---
title: "Funny: Company Memo"
date: 2004-05-04 15:31:26
permalink: https://lesterchan.net/blog/2004/05/04/funny-company-memo/
author: Lester Chan
categories:
  - Blog
---

Saw this funny article on the last page of 8 days issue 709 (May 6 – May 13, 2004). I find it is quite good, so decided to type it out word for word and share it with you guys.

**Company Memo**  
Welcome back to the office after Labour Day. Please be advised that there are new rules and regulations implemented to raise the efficiency of our Organization.

**Attire:**  
It is advised that you come to work dressed according to your salary. If we see you wearing Prada sneakers and carrying a Gucci bag we assume you are doing well financially and therefore you do not need a raise. If you dress poorly,, you need to learn to manage your money better, so that you may buy nicer clothes and therefore you do not need a raise. If you dress in-between, you are right where you need to be and therefore you do not need a raise.

**Personal Days:**  
Each employee will receive 104 personal days a year.
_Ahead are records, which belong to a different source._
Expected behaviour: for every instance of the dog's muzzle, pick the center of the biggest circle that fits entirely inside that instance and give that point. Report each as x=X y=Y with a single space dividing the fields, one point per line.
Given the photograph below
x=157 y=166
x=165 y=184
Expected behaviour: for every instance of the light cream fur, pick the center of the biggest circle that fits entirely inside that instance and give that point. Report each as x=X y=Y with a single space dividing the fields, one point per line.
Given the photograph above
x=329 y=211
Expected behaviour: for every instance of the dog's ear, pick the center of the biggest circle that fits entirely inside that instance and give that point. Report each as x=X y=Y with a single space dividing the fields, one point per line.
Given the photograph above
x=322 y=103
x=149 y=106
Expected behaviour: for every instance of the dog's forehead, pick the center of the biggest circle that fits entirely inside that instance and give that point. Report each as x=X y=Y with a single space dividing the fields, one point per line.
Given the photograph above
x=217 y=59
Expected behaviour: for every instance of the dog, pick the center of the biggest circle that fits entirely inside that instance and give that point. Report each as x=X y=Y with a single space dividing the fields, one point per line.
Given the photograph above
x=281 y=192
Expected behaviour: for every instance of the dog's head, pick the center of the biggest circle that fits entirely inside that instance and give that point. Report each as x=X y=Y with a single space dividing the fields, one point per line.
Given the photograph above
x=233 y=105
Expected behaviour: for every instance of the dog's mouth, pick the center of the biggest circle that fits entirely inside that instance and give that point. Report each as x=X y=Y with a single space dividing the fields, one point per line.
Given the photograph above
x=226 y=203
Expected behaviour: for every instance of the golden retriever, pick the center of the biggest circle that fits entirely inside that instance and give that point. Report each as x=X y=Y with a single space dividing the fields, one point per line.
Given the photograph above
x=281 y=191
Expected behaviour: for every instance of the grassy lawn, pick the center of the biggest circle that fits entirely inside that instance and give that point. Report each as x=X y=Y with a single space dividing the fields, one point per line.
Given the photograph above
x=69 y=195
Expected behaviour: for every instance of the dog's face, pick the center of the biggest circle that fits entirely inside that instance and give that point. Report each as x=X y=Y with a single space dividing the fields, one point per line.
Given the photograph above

They are called Saturday and Sunday.

**Lunch Break:**  
Skinny people get 30 minutes for lunch as they need to eat more so that they can look healthy. Normal size people get 15 minutes for lunch to get a balanced meal to maintain their average figure. Fat people get five minutes for lunch, because that’s all the time needed to drink a Slim Fast and take a diet pill.

**Sick Days:**  
We will no longer accept a doctor’s statement as proof of sickness. If you are able to go to the doctor, you are able to come to work.

**Restroom Use:**  
Entirely too much time is being spent in the restroom. There is now a strict three-minute time limit in the stalls. At the end of three minutes, an alarm will sound, the toilet paper roll will retract, the stall door will open and a picture will be taken. After your second offence, your picture will be posted on the company bulletin board under the “Chronic Offenders” category.

**Surgery:**  
As long as you are an employee here, you need all your organs. You should not consider removing anything. We hired you intact. To have something removed constitutes a breach of employment. Thank you for your loyalty to our company. We are here to provide a positive employment experience. Therefore, all questions, comments, concerns, complaints, frustrations, irritations, aggravations, insinuations, allegations, accusations, contemplation, consternation and input should be directed elsewhere.

Have a nice day.

**T H E E N D**  
Everybody makes mistakes; that’s why they put erasers on pencils.